Lydian has been trying to advance its Amulsar gold project in a mountainous area in the country’s south for over a year, when opponents blocked access to the mine site.
While the miner filed a complaint with local police to get protesters removed, officials declined to launch a criminal investigation into the issue. They said at the time that there was no basis for the removal of dissidents, their vehicles, tents and trailers.
Lydian then went the legal way, applying for a reversal of the police’s decision.
In January this year, Armenia’s highest court of appeal ruled in the company’s favour, but law enforcement officers have yet to restore uninterrupted access to the project site.
Opponents claim Amulsar would threaten several endangered animal species that live in the area, including the world’s rarest big cat, the Caucasian Leopard, of which there are thought to be only 10 left in Armenia.
The mine site sits above a tunnel that supplies water to Lake Sevan, the largest freshwater lake in the whole Caucasus region. Scientists have warned that acidic drainage from the mine would inevitably seep into the lake, posing a threat to Armenia’s water system.
Amulsar is also next to Jermuk, a spa town built around mineral springs, with an economy is based on health tourism. Detractors claim dust from construction has curbed the influx of visitors and also affected crops and grazing. Cattle, they say, have increasingly refused drinking water from streams on the mountain since construction started, affecting local livelihoods.
The conclusions of the report published last month suggest that after taking additional safety measures recommended in the document, Lydian should be permitted to resume its operations.
“The Government of Armenia has said publicly that Lydian and the Amulsar Project have been the subject of a campaign by rival mining companies providing support to opponents of the Amulsar Project,” Lydian said in an August statement.
“Armenian society has been dragged into an endless discussion around an audit which had no legal grounds to question Lydian’s rights to operate in the first place. When will the Government of Armenia identify the rival mining companies conducting this campaign, how much has been paid to oppose the Amulsar Project and who has been paid?”

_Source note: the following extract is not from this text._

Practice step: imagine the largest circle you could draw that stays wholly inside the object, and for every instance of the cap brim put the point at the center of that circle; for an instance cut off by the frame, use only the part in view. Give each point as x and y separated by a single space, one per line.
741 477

According to industry-known Inca Kola News, German miner Cronimet, which owns the Zangezur copper-moly mine in the former Soviet republic, is the main company behind Pashinyan’s change of hearts.

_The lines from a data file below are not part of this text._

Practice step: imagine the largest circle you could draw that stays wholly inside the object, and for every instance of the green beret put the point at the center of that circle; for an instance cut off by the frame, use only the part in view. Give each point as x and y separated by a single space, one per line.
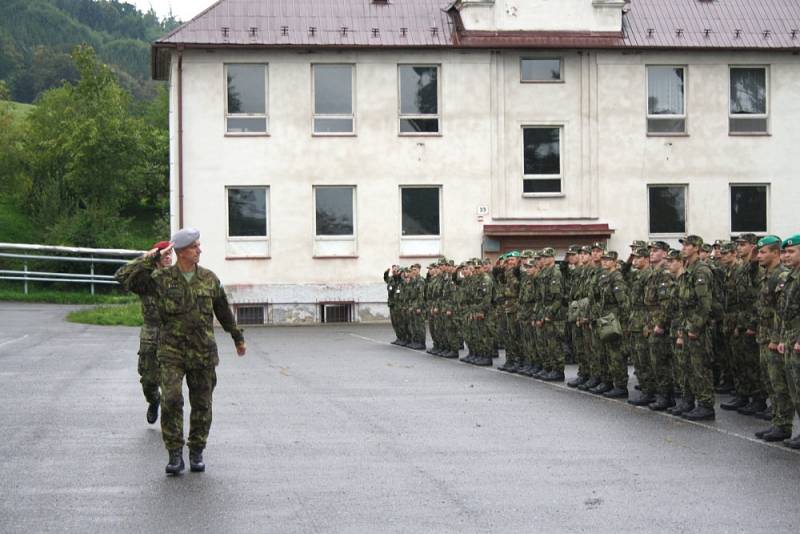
768 240
610 255
695 240
791 241
747 238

The report claims Cronimet has been “bribing the Armenian government at Environment ministry level” as well as providing cash and food to the protesters blocking the site.
The most recent barrier to Lydian’s project came from an outside group, Earth Link & Advanced Resources Development (ELARD), which has said the company’s application was deficient.
In the weeks since, the country’s Prime Minister Nikol Pashinyan has shifted position between assuring Armenians the gold project is safe and casting doubts on the government’s own positive environmental assessment of Amulsar.
Earlier this week, Pashinyan met with both activists and Lydian’s interim president and CEO, Edward Sellers, who agreed to allow independent monitoring of the site.
Two days later, the nation’s leader took to social media to ask protestors to clear the blockade.
The company says that even if they wanted to restart right away, it would be impossible. It doesn’t expect to resume work at Amulsar until April or May 2020, though it will carry some rehabilitation and earth moving in the meantime.
Production, in turn, will start late next year or in early 2021, depending on how construction advances, it noted.
Minerals and metals make up about half of Armenia’s exports, and mining accounted for about 3% of the country’s economic output in 2017, government data shows.
Lydian foresees Amulsar as a large-scale operation with annual gold production averaging around 225,000 ounces over an initial 10-year life. Estimated mineral resources contain 3.5 million measured and indicated gold ounces and 1.3 million inferred gold ounces, as outlined in the Q1 2017 technical report.